Clarification on NVMeOF Target Offload Behavior

Dear NVIDIA and Mellanox Teams,

I have been actively conducting experiments with NVMe over Fabrics (NVMeOF), and thus far, the functionality has been meeting expectations. To monitor the IO flow, I have been utilizing iostat -t 1 on both the target and host systems.

Recently, I followed a guide to enable target offload, which I’m pleased to report was successful. Upon observation, I noticed minimal target CPU overhead when the host is engaged in IO operations over NVMeOF. However, I encountered a curious observation: while the host system displayed IO activity as expected, the target side did not reflect any IO activity when monitored using iostat -t 1. I seek clarification regarding this behavior. Is it indeed the case that the target CPU is not involved in IO operations at all?

Furthermore, I would like to inquire about the possibility of NVMe-OF Target Offload with Multiple NVMe Devices. According to the guide and previous information, it seemed not possible. However, I have managed to set up multiple SSDs at the target side and allow the host to connect to those SSDs. For sure, the bandwidth is aggregated and within the capacity of the one port. Is there any update on this matter?

I would greatly appreciate any insights or explanations you can provide regarding these queries.

I do not have an explanation for iostat though, the CPUs on the target side should reflect as well minimal CPUs overhead.
I would check with top or htop.
You can also use our mlnx_perf -i (utility provided from our MLNX drivers) to check RX/TX activities.
The limitation for Nvme-OF target offload is non longer accurate (IE: Currently, an offloaded subsystem can be associated with only one namespace=no longer applicable).

1 Like

Hi Spruitt,

Thank you for your prompt response and confirmation.
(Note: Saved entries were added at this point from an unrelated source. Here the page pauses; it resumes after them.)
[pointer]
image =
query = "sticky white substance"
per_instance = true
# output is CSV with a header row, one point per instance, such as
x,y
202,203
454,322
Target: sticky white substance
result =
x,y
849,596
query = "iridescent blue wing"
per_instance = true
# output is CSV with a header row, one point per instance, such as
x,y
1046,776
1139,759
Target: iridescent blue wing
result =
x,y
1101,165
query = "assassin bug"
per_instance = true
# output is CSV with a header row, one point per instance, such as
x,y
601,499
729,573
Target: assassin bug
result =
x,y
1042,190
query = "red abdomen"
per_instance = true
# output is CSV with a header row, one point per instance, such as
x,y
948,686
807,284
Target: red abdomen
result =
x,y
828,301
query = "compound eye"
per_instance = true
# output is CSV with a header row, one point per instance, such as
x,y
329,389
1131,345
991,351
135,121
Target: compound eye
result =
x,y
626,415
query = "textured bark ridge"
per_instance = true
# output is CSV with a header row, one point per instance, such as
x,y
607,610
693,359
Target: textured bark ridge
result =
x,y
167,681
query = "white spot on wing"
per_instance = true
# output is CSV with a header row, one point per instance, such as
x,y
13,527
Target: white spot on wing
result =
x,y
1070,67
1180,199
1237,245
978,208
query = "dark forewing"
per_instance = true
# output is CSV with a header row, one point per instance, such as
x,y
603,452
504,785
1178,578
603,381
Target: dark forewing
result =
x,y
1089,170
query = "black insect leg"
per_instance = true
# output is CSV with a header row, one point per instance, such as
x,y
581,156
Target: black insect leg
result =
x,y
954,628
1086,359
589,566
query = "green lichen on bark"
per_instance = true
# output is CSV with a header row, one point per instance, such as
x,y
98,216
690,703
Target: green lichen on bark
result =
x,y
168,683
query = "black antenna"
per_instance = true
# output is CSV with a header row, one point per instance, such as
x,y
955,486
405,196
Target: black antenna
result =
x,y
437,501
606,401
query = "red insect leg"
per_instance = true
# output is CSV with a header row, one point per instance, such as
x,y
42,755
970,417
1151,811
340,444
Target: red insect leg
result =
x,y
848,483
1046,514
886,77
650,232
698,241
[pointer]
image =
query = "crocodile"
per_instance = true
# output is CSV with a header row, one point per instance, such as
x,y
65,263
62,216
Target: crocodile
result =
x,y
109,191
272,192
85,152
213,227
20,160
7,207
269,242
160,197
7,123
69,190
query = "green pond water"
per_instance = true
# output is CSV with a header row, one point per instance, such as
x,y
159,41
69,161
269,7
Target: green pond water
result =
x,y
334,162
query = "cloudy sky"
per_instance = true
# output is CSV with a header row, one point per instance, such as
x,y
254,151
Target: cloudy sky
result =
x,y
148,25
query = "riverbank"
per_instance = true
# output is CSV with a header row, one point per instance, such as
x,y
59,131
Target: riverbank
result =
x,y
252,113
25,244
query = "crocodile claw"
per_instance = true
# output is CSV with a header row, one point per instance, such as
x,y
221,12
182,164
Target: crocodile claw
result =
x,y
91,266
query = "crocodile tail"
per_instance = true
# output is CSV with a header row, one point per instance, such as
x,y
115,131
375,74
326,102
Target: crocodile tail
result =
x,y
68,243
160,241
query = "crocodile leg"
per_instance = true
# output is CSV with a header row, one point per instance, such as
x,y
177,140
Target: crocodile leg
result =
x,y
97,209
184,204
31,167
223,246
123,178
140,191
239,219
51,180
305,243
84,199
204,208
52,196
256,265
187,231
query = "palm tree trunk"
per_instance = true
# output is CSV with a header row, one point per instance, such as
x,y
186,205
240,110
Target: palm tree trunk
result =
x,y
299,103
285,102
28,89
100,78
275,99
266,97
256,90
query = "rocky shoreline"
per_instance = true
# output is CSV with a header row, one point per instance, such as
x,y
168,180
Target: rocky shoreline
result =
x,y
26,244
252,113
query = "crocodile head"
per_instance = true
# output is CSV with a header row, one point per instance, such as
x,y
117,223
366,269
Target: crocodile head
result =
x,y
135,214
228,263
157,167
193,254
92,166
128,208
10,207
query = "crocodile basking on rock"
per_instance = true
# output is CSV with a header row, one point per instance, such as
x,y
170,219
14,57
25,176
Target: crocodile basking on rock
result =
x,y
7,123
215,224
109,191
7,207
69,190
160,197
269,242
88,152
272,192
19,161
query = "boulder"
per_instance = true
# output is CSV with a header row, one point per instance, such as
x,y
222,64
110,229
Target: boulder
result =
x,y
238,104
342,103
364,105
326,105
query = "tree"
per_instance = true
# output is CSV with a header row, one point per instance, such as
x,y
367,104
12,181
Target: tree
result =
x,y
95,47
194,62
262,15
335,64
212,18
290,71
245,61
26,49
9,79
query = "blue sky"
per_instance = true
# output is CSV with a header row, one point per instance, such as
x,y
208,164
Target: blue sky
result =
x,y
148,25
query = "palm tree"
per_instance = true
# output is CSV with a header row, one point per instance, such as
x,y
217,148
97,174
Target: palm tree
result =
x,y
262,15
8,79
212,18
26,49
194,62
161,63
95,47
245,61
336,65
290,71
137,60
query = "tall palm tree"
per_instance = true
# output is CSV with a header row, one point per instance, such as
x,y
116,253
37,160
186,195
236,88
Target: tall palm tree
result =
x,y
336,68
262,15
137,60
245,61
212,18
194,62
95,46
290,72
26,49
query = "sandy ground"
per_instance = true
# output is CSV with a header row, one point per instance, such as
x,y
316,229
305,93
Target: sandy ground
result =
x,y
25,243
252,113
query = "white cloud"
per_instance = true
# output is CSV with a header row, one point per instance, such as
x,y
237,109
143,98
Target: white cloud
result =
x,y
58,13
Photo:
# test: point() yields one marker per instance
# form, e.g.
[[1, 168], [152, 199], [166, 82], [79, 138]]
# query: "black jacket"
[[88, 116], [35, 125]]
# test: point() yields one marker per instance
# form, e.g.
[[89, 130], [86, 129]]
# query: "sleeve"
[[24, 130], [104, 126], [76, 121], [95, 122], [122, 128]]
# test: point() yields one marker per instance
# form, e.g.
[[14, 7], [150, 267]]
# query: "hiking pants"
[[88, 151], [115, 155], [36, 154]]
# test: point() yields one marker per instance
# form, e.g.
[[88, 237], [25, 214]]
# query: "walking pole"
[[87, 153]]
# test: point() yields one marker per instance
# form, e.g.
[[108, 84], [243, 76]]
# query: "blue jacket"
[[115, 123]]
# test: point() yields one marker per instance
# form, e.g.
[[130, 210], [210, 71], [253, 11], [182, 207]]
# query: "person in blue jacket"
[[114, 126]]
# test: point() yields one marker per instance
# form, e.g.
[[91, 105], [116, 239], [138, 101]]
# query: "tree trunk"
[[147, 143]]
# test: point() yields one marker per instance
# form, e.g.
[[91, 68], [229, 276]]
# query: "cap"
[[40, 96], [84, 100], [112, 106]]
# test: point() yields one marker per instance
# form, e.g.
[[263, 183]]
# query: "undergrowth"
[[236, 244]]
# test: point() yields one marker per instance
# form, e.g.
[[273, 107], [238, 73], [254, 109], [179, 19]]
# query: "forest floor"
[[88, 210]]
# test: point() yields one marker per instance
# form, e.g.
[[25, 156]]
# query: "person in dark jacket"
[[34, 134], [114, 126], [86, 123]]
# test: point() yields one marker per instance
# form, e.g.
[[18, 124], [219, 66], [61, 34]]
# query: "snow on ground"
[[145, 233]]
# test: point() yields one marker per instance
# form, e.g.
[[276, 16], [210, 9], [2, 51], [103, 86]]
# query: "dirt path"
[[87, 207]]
I would appreciate further clarification on the recent updates regarding target offload. Specifically, I’m interested in understanding the current mapping of NVMe devices, subsystems, namespaces, and offload ports. Currently, I’ve managed to map multiple NVMe SSDs with target offload enabled to my ConnectX-5, which has only one physical port. My approach involves assigning each NVMe device its own subsystem and namespace. I’ve use that all NVMe SSDs share the same IB connection IP since my ConnectX-5 has only one port. Then my understanding is those NVMe SSD “share” the target offload capacity (IOPS & Bandwidth) of the ConnectX-5. Is this understanding correct?

Regarding the iostat issue, it seems to indicate that the target kernel is being bypassed, resulting in no observed I/O traffic (although PCIe traffic is detected for sure). Additionally, I’ve noticed minimal CPU utilization at the target side, as observed through tools like htop or perf top.